Wilkins Updike, youngest of the eleven children of Lodowick and Abigail (Gardner) Updike, was also almost the last of a generation of true Rhode Island men known as 'old fashioned', 'of the old school', but worthy of respect and imitation in the walks of private and public life. This was the eulogy passed upon 'an old fashioned gentleman, this vigorous and honest legislator, the hospitable and warm hearted citizen' by his colleagues of the Rhode Island General Assembly at his decease. He was born at North Kingstown, R.I., January 8, 1784, died at his home in Kingstown, January 14, 1867. He was educated under private tutors and at Plainfield Academy (Connecticut), pursuing law study under William Hunter and Asher Robbins, of Newport, and Elisha Potter, of Kingstown. He was admitted to the bar in 1808, and soon rose to eminence in his profession.
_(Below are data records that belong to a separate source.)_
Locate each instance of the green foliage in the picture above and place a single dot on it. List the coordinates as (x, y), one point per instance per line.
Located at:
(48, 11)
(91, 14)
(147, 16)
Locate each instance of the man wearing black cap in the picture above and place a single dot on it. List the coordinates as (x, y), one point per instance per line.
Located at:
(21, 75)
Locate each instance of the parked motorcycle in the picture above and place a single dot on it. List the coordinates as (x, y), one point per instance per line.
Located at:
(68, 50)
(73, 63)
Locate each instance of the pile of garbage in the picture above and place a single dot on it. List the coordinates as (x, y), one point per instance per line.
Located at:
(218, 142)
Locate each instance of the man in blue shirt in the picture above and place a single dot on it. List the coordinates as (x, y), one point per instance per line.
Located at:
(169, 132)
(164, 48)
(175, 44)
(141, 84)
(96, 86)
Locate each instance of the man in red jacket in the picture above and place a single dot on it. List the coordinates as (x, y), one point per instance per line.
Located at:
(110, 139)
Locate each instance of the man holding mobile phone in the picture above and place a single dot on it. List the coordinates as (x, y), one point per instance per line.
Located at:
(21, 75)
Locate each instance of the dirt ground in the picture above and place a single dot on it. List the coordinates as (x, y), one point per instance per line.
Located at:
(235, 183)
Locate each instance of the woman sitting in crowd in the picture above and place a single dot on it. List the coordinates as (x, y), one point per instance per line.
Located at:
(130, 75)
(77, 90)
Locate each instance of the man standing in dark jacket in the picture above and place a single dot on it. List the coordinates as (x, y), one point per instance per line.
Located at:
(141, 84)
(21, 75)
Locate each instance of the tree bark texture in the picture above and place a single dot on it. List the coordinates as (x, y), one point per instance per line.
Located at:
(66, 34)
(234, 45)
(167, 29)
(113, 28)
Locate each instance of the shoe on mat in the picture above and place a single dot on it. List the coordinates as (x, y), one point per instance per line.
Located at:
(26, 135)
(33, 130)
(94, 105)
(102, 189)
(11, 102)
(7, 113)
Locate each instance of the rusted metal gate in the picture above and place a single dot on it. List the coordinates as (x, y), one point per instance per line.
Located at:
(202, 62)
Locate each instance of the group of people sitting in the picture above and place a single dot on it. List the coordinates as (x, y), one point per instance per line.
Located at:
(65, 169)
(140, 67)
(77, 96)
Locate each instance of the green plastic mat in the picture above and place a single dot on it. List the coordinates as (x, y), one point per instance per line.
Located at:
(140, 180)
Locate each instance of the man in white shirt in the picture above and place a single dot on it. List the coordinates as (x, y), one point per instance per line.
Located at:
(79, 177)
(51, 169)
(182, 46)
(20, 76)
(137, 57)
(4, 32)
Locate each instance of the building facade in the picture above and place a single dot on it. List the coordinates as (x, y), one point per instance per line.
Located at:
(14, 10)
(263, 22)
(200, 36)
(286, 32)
He resided at Tower Hill, also for a few years at the homestead at North Kingstown, now Kingston. He was a law maker as well as a lawyer, and was identified with many legislative reforms, the Married Woman's Act, the system of public schools, and many of the great public enterprises of his time. He was a hard working member of the General Assembly, in debate was most effective, in logic convincing, in ridicule most powerful and in sympathetic appeal could draw the hardest to tears. At his decease the General Assembly passed the following resolutions:
"Resolved, That we desire to inscribe upon the record some memorial of our respect for this old fashioned gentleman, this vigorous and honest legislator, this hospitable and warm-hearted citizen. Resolved, That in the decease of Hon. Wilkins Updike, has passed away from earth almost the last of a generation of true Rhode Island men, worthy of our respect and imitation in the walks of private and public life."
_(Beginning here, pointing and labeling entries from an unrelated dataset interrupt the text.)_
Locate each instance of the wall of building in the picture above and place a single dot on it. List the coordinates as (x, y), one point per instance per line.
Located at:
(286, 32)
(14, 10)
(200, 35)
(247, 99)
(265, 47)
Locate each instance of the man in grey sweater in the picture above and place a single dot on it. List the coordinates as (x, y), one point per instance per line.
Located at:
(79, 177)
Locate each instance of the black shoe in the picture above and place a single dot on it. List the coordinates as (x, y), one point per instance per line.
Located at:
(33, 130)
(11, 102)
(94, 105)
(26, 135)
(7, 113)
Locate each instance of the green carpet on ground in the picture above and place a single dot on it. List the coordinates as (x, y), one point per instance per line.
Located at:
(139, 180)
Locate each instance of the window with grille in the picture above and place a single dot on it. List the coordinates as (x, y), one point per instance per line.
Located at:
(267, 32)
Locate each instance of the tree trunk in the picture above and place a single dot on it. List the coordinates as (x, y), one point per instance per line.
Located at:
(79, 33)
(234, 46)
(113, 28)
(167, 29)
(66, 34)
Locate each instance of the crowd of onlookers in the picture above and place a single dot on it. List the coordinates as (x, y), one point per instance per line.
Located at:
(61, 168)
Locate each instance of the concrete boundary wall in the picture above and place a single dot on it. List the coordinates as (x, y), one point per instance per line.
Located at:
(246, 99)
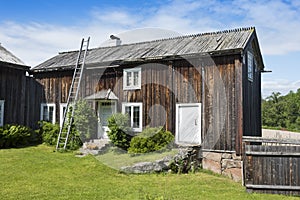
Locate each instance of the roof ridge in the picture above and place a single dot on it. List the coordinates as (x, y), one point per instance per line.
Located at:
(172, 38)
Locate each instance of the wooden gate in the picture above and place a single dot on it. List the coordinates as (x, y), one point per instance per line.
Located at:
(271, 165)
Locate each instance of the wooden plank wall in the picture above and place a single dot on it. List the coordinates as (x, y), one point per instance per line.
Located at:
(272, 169)
(22, 97)
(34, 96)
(252, 98)
(165, 83)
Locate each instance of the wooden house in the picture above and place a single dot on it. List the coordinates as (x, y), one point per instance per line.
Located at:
(19, 93)
(204, 88)
(12, 90)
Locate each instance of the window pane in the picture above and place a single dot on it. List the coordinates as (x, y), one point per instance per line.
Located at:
(250, 66)
(136, 78)
(128, 111)
(136, 116)
(128, 79)
(50, 114)
(45, 113)
(1, 110)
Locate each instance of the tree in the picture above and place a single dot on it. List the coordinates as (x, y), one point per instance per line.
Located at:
(282, 111)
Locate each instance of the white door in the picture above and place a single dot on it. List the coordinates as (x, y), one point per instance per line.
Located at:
(105, 110)
(188, 123)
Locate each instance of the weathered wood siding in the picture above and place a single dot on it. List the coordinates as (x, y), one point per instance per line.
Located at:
(21, 95)
(272, 169)
(217, 84)
(13, 92)
(252, 96)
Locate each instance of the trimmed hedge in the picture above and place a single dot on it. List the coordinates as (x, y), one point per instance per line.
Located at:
(17, 136)
(120, 133)
(49, 133)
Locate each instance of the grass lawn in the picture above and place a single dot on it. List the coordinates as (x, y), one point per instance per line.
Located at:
(39, 173)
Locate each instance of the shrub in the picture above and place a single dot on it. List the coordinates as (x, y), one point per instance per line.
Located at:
(49, 132)
(151, 139)
(120, 131)
(85, 120)
(16, 136)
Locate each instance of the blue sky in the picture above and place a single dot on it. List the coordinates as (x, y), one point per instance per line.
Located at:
(36, 30)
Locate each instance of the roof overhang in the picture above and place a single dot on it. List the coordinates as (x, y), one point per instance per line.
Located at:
(103, 95)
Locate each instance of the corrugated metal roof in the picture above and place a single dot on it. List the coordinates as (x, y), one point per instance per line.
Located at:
(8, 57)
(178, 46)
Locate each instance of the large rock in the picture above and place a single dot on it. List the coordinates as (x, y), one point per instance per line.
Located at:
(148, 167)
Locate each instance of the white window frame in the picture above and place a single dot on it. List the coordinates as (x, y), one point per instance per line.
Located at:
(140, 105)
(61, 112)
(2, 112)
(132, 85)
(250, 63)
(54, 111)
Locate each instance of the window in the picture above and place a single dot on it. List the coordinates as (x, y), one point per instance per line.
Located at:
(48, 112)
(62, 108)
(134, 110)
(250, 66)
(1, 112)
(132, 79)
(106, 109)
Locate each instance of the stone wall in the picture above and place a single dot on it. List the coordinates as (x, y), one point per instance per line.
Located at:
(228, 164)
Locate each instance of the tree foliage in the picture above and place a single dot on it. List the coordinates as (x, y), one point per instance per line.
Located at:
(282, 111)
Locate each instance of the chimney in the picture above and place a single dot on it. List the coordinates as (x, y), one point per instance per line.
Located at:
(116, 39)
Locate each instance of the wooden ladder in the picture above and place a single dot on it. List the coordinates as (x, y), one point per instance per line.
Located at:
(66, 126)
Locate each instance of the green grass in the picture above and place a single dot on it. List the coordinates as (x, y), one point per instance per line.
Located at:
(116, 159)
(39, 173)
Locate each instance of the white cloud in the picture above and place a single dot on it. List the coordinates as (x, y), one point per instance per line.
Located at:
(277, 24)
(278, 85)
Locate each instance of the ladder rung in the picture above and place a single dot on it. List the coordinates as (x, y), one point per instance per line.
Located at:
(63, 135)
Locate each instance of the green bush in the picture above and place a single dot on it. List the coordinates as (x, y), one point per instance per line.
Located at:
(120, 132)
(151, 139)
(49, 133)
(16, 136)
(85, 120)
His pen was equally effective and he contributed to the public press. He wrote 'Memoirs of the Rhode Island Bar', published in 1842, a valuable work preserving much concerning distinguished men of the Rhode Island bar which otherwise would have been forgotten and lost. He also wrote a 'History of the Episcopal Church in Narragansett, Rhode Island', published in 1847, a book now very valuable and rare. He was a valued member of the Rhode Island Historical Society, one of the hardworking members to whom the Society owes its life. Said one of his biographers:
"There is a portrait of Mr. Updike, by Lincoln, excellent both as a picture and as a likeness when he was in the full maturity of his physical and mental powers. It is a radiant face, suggestive of strength and enjoyment. If it were hung in a gallery of portraits of men who have made a mark in the world, it would at once arrest attention and provoke inquiry about the original. As the picture, so the man. In whatever company Mr. Updike was, he was a centre of attraction, not because he asserted himself, but because he was alive in every part of his nature. He enjoyed himself, and so was a source of joy to all around him. He loved to eat and drink and laugh and work. What was worth seeing, he saw. What was worth knowing he knew."
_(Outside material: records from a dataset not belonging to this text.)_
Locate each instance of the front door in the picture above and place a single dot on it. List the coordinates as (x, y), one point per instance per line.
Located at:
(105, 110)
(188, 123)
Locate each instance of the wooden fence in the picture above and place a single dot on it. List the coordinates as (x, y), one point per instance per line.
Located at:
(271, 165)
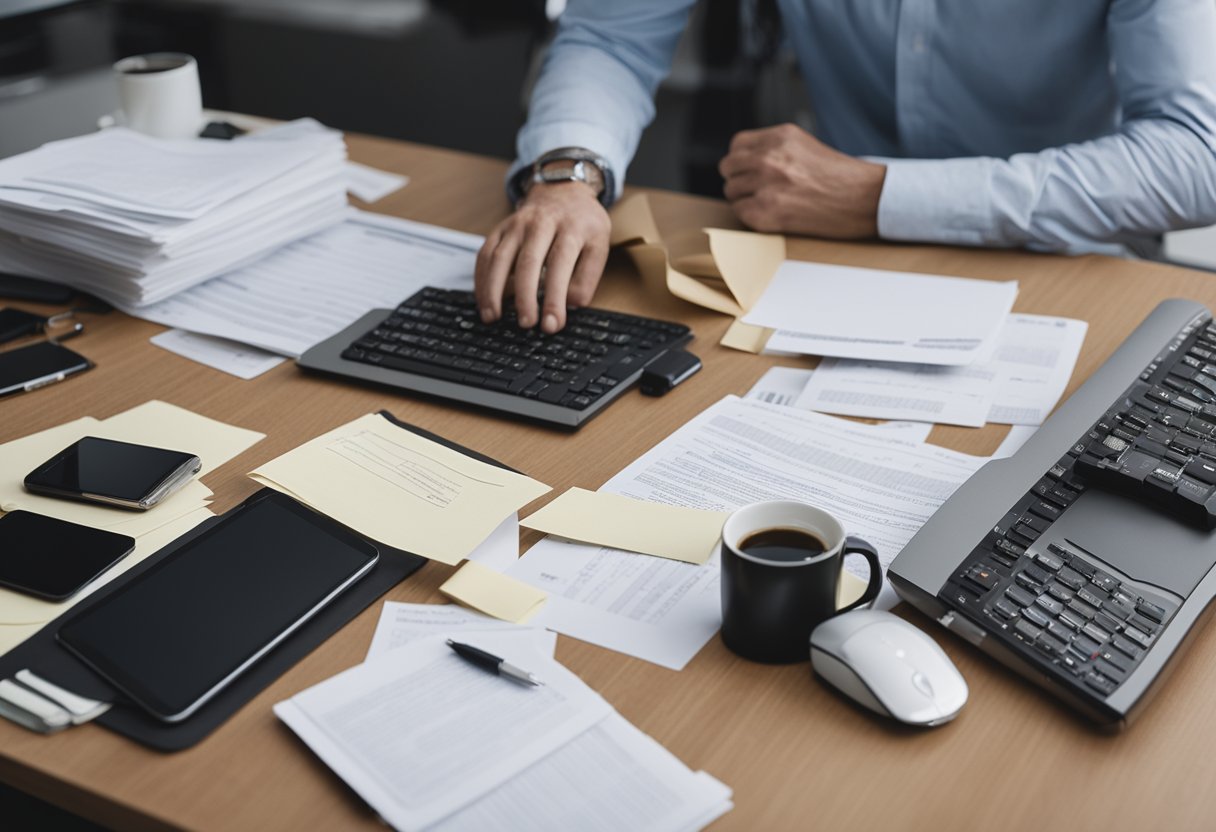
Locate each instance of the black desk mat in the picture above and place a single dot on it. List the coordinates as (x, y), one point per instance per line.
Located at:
(46, 658)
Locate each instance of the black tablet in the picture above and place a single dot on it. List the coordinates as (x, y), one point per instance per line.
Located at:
(178, 634)
(51, 558)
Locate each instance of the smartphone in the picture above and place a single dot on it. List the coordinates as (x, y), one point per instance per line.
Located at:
(37, 365)
(52, 558)
(116, 473)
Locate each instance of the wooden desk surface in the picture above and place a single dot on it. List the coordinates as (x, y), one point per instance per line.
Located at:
(795, 754)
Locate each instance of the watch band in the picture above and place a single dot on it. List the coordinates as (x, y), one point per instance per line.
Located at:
(579, 158)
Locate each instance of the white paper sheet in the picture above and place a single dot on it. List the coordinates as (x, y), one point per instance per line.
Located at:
(401, 623)
(883, 488)
(921, 392)
(371, 184)
(219, 353)
(821, 309)
(501, 549)
(1014, 440)
(780, 386)
(611, 777)
(1029, 369)
(310, 290)
(1034, 360)
(421, 732)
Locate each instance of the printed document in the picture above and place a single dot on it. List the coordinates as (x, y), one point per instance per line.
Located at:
(882, 389)
(843, 312)
(310, 290)
(1019, 384)
(735, 453)
(400, 489)
(422, 732)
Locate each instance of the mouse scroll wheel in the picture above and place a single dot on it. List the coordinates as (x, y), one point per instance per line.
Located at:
(922, 684)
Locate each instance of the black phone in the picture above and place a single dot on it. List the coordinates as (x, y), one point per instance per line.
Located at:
(116, 473)
(38, 365)
(51, 558)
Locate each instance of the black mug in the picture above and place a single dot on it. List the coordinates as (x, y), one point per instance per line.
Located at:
(781, 574)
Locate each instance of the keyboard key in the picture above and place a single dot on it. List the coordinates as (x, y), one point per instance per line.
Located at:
(1071, 578)
(983, 577)
(1048, 561)
(1099, 682)
(1035, 616)
(1104, 582)
(1060, 592)
(1137, 637)
(1060, 630)
(1019, 596)
(1006, 608)
(1105, 622)
(1090, 597)
(1050, 605)
(1116, 659)
(1143, 624)
(1086, 646)
(1096, 633)
(1026, 630)
(1126, 647)
(1150, 610)
(1081, 608)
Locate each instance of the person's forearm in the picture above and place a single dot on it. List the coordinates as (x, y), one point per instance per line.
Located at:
(1150, 178)
(596, 88)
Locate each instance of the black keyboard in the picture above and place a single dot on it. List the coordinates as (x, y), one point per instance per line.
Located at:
(1086, 625)
(562, 378)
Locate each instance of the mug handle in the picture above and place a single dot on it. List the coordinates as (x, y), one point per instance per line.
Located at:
(859, 546)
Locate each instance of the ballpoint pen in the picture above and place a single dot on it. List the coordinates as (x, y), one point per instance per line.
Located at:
(493, 663)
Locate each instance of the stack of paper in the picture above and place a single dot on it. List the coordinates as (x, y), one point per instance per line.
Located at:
(401, 489)
(882, 482)
(433, 742)
(135, 219)
(315, 287)
(821, 309)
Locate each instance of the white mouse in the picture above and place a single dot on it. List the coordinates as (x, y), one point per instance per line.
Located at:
(890, 667)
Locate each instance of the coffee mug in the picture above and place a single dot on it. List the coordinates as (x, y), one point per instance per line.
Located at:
(159, 95)
(781, 573)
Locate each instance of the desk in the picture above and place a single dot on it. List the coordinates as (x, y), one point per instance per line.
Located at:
(795, 754)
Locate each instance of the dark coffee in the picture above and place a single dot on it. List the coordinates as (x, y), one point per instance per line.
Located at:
(153, 67)
(783, 545)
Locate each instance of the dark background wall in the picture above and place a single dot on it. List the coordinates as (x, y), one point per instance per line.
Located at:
(446, 72)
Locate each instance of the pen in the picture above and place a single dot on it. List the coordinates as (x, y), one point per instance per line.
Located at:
(493, 663)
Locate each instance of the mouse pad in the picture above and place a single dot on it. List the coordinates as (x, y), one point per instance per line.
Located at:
(46, 658)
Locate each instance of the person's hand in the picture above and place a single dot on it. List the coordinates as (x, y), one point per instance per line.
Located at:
(558, 228)
(783, 179)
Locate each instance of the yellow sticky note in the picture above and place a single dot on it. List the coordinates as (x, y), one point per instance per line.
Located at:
(400, 489)
(493, 592)
(636, 526)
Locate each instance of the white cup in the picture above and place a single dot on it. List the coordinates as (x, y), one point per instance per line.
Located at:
(159, 95)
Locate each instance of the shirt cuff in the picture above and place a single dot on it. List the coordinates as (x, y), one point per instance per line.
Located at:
(946, 201)
(534, 141)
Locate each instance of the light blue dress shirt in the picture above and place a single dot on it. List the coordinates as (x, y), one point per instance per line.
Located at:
(1071, 125)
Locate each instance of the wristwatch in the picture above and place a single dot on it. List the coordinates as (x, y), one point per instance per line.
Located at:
(566, 164)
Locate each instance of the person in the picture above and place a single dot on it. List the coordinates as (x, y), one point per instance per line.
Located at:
(1079, 127)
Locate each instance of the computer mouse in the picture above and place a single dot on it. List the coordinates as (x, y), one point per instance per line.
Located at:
(888, 665)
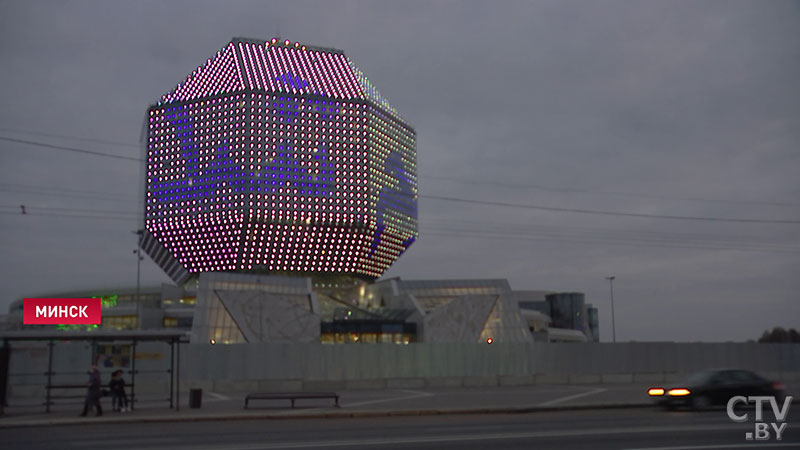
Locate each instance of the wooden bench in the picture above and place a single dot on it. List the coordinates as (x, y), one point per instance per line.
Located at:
(292, 396)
He had strong convictions, loved to study individual character, was a zealous friend of temperance, a church-man, a nobleman in personal appearance, and in the generous humanity of his nature. Wherever he sat was the head of the table, and he would have entertained royally at his home without any thought of difference in rank. He was beloved of the large family which grew up around him, the idol of his children, and when at a good old age he passed over he was laid at rest by a loving group of relatives and friends.
He married, September 31, 1809, Abby A. Watson, daughter of Walter and Abigail (Hazard) Watson, a lady of remarkable mentality, who preceded her husband in death, her remains being interred in the family burial ground at Wickford. Her portrait was painted in 1817, by Artist Gimbrede, in water colors, but later wax copied in oil. She was greatly beloved and esteemed. Their children were twelve: 1. Thomas Boudoin, a druggist of Pittsburgh, Pa. 2. Mary A., married Samuel Rodman, a manufacturer of Rocky Brook. 3. Isabelle W., married R. R. Randolph, an accountant of Kingstown. 4. Abby A., of further mention. 5. Walter W., a lawyer of Seekonk, Mass. 6. Artis T., of Kingston. 7. Angeline, married John F. Greene, of Brooklyn, N. Y. 8. Elizabeth T., of Kingston. 9. Caesar A., a lawyer of Providence. 10. Caroline, married John Eddy, a lawyer of Providence. 11. Daniel, of Kingston. 12. Alice, of Kingston. (from "History of the state of Rhode Island and Providence Plantations: Biographical"; pub. by the American Historical Society, New York, 1920).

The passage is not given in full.